Semantic Graph Models: Graph-based approaches, such as knowledge graphs or semantic networks, represent words or concepts as nodes connected by edges denoting relationships. Similarity is measured based on graph structures or distances between nodes.
Sentence Transformers: Models specifically designed to encode sentences into fixed-length vectors, leveraging transformer architectures to capture semantic information. These models enhance text similarity tasks by understanding the semantic content of sentences.

Semantic text similarity approaches address many limitations of lexical methods by focusing on understanding meaning, context, and relationships between words.

Implementation of BERT with Cosine similarity using Python

BERT is a transformers model pretrained on a large corpus of English data in a self-supervised fashion. This means it was pretrained on the raw texts only, with no humans labeling them in any way (which is why it can use lots of publicly available data) with an automatic process to generate inputs and labels from those texts.

Source: BERT: Pre-training of Deep Bidirectional Transformers for Language Understanding

BERT Base Uncased is a Pretrained model on English language using a masked language modeling (MLM) objective.

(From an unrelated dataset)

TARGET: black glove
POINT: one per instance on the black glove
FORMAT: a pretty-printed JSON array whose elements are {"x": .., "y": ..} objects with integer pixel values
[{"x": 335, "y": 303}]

It was introduced in this paper and first released in this repository. This model is uncased which means it does not make a difference between upper or lowercase, for example, "english" = "English"

DistilBert implemenation using python

The DistilBERT model was proposed in the the paper DistilBERT, a distilled version of BERT: smaller, faster, cheaper and lighter. DistilBERT is a small, fast, cheap and light Transformer model trained by distilling BERT base. It has 40% less parameters than bert-base-uncased, runs 60% faster while preserving over 95% of BERT’s performances as measured on the GLUE language understanding benchmark.

Fig. DistilBERT implementation using Python

We can clearly see that semantic models like BERT is giving us a better score and is able to understand the context behind the sentences.

Wrap up

We evaluated the performance of various Lexical Models like TF-IDF (Term frequency — Inverse document frequency) with cosine matrix, Jaccard, sorensen dice and semantic models like BERT and DistilBert. We can clearly see from the results that, semantic models like BERT is giving us a better score and is able to understand the context behind the sentences whereas lexical models give good results only when keywords are matching.

Fig. Lexical and Semantic Similarity Result. Image by Author.

The integration of machine learning techniques in contextual text similarity has revolutionized the understanding of textual relationships. Leveraging sophisticated models and embeddings has not only improved accuracy but also opened doors to myriad applications across diverse domains. As advancements continue, the quest for more robust and context-aware text similarity methods persists, promising a future where machines comprehend textual meaning akin to human cognition.